En apenas un año, el porcentaje de peruanos que ha sido testigo del cierre o la restricción de actividades de bodegas, peluquerías, restaurantes, farmacias y otros negocios de su barrio como consecuencia de la inseguridad ciudadana pasó de 32% a 45%, según una encuesta de Ipsos hecha para el Observatorio del Crimen y la Violencia. Lima es la región más golpeada (59%) y el efecto alcanza por igual a todos los niveles socioeconómicos. Así lo informa el Sexto Reporte del Observatorio del Crimen y la Violencia, una iniciativa del Banco de Ideas Credicorp y el BCP en alianza con CHS Consultora presentado hoy.

"La inseguridad no se limita al temor por la integridad física: está cerrando negocios, retrayendo ingresos familiares y deteriorando la salud mental de millones de peruanos. No estamos frente a un problema puntual, sino frente a un fenómeno que está erosionando las bases mismas de la vida económica y social del país", señaló Ricardo Valdés, exviceministro del Interior y uno de los autores del reporte.

El reporte muestra también un incremento significativo en el impacto sobre la salud mental: la proporción de la población adulta que considera que sus niveles de ansiedad y estrés han aumentado, algo o mucho, como consecuencia de la inseguridad pasó de 75% en el 2025 a 78% en el 2026, con un crecimiento especialmente marcado en la zona norte del país y en las áreas urbanas del interior.
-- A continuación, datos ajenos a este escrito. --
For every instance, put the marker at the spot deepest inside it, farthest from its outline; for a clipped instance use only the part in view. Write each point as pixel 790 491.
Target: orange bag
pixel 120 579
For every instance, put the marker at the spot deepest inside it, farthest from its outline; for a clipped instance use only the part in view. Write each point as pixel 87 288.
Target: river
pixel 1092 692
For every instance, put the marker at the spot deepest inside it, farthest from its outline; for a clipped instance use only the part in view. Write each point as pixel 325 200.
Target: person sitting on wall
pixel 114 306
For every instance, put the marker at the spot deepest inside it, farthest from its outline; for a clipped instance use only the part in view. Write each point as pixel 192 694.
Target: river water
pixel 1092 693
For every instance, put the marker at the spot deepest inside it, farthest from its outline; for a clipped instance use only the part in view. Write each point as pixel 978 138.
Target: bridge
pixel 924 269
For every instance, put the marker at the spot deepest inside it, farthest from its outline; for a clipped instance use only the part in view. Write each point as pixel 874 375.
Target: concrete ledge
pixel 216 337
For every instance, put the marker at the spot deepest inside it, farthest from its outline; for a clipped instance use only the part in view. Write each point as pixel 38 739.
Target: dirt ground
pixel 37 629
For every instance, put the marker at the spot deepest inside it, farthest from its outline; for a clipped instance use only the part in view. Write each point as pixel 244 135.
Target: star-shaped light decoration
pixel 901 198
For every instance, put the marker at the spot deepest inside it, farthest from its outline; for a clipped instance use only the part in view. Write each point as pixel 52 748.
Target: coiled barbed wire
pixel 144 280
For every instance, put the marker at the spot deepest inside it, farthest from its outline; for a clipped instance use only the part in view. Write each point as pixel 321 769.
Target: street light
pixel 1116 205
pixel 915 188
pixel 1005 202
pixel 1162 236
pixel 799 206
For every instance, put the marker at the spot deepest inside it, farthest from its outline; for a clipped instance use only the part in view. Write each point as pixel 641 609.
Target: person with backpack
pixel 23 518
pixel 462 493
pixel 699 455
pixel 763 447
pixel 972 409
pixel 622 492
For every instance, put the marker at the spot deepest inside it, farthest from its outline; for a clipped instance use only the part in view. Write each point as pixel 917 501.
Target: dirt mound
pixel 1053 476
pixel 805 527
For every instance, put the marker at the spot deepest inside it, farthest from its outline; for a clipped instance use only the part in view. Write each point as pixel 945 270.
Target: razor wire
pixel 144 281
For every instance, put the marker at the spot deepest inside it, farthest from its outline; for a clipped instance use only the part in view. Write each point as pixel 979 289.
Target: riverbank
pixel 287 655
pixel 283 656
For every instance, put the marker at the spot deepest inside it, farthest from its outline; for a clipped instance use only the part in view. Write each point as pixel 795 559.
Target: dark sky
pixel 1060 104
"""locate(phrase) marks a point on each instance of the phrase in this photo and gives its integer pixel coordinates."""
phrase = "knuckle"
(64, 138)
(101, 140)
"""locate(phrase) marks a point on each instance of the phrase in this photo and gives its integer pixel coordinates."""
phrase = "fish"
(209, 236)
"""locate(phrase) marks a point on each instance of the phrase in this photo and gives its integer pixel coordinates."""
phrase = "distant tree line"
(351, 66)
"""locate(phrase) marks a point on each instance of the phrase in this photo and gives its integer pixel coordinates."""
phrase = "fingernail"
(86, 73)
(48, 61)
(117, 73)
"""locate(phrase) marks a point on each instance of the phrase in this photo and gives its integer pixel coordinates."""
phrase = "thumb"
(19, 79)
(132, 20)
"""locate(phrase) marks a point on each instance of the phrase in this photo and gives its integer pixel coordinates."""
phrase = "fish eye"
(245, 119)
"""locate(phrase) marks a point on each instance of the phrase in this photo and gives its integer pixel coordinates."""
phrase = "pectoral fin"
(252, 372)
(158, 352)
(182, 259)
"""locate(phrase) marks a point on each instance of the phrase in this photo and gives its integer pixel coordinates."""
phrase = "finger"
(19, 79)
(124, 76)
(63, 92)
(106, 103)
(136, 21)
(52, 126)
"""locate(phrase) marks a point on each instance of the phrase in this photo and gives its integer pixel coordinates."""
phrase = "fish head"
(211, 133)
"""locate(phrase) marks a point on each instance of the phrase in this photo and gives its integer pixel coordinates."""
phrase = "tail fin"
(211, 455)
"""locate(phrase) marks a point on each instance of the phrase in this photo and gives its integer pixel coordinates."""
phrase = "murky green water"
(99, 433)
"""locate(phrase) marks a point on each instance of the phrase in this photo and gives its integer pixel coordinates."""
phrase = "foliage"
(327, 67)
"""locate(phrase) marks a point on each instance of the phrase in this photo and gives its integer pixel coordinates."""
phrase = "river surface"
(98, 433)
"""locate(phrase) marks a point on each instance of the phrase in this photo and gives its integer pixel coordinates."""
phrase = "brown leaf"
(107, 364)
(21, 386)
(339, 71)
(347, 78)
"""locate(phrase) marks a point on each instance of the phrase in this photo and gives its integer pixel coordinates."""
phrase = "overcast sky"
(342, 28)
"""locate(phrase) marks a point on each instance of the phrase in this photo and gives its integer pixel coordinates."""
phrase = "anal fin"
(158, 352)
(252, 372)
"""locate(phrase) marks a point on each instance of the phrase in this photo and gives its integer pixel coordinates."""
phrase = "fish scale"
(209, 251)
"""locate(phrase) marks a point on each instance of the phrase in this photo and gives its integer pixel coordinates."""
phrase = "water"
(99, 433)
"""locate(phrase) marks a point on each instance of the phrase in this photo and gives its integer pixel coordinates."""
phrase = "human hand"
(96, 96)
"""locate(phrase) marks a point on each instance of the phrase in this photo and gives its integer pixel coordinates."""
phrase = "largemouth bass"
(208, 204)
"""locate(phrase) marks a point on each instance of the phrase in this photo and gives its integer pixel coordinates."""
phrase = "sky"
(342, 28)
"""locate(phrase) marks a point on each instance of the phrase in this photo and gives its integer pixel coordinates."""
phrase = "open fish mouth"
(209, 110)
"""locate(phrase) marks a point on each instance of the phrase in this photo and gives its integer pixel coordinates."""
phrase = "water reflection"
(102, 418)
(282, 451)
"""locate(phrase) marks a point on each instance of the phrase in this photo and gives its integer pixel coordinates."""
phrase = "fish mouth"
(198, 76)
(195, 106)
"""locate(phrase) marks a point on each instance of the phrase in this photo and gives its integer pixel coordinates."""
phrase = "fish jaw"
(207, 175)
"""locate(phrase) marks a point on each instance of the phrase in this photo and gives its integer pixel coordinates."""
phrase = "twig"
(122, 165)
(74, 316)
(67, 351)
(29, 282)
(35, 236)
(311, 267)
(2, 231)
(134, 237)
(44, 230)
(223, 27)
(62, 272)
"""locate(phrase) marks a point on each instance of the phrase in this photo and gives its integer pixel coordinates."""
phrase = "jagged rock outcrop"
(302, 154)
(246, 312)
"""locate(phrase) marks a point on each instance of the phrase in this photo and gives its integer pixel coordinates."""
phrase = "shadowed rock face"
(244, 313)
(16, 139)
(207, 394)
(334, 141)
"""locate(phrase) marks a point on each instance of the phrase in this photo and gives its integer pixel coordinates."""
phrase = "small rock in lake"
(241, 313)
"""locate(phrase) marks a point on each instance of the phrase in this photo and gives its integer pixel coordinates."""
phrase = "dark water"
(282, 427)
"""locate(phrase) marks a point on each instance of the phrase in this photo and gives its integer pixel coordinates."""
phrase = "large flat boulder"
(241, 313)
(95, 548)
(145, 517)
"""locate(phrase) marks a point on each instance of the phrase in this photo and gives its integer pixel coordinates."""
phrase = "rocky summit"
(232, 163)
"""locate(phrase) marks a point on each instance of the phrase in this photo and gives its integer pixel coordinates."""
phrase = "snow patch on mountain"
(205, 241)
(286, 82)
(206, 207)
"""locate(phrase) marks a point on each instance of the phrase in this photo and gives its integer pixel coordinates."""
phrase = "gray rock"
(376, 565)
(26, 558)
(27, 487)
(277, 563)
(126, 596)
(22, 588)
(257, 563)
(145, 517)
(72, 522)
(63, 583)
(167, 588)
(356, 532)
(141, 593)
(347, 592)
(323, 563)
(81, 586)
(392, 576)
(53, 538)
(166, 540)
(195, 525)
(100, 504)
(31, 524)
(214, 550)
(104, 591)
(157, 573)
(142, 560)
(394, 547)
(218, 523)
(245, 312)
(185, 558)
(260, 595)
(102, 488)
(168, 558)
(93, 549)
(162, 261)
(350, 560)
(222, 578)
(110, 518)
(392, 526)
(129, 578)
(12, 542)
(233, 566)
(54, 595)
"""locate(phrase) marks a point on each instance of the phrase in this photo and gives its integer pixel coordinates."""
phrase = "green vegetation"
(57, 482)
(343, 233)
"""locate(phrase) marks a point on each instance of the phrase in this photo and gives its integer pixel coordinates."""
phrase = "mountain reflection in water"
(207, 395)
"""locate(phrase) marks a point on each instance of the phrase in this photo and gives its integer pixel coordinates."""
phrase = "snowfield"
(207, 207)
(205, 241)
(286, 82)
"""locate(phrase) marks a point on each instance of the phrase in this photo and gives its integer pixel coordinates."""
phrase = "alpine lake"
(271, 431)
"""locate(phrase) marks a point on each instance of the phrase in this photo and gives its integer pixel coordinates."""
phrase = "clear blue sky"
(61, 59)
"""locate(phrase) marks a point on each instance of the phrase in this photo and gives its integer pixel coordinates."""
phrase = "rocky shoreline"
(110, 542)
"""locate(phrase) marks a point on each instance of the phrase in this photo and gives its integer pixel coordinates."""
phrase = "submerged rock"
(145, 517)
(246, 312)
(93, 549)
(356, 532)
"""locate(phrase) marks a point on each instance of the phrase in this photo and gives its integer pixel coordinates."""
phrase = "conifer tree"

El informe presenta, además, un nuevo Índice del Crimen Violento (IDCV), que suma homicidios y feminicidios –consumados y fallidos– para capturar también aquellos casos en los que hubo intención letal aunque la víctima sobreviviera. Entre enero y mayo del 2026, el IDCV registró 1,054 casos a nivel nacional, con una tendencia al alza impulsada principalmente por los homicidios fallidos. Entre las regiones del interior, Ica aparece como la más afectada al combinar números absolutos y población. A nivel provincial, San Antonio de Putina (Puno), vinculada a la minería ilegal, alcanzó una tasa de 92.89 por cada 100,000 habitantes, muy por encima del resto.

El reporte dedica un informe especial a los transportistas, el sector más golpeado por la extorsión y el sicariato. Entre enero y mayo del 2026 se documentaron 131 homicidios y homicidios fallidos contra conductores, cobradores y pasajeros, concentrados abrumadoramente en Lima y el Callao, y bastante por debajo en Piura, La Libertad e Ica. La investigación identifica que la violencia sigue corredores metropolitanos específicos que conectan Lima Norte y Lima Este con un sur metropolitano, San Juan de Miraflores y Villa El Salvador, más castigado de lo que sugería una primera lectura, con clara concentración en horario nocturno.

La extorsión sigue siendo, para todo fin práctico, un delito impune. En ocho años, con casi 23,000 presos más en el sistema penitenciario, el número de internos por extorsión apenas pasó de 1,328 a 1,498. Es como si nada se hubiera movido.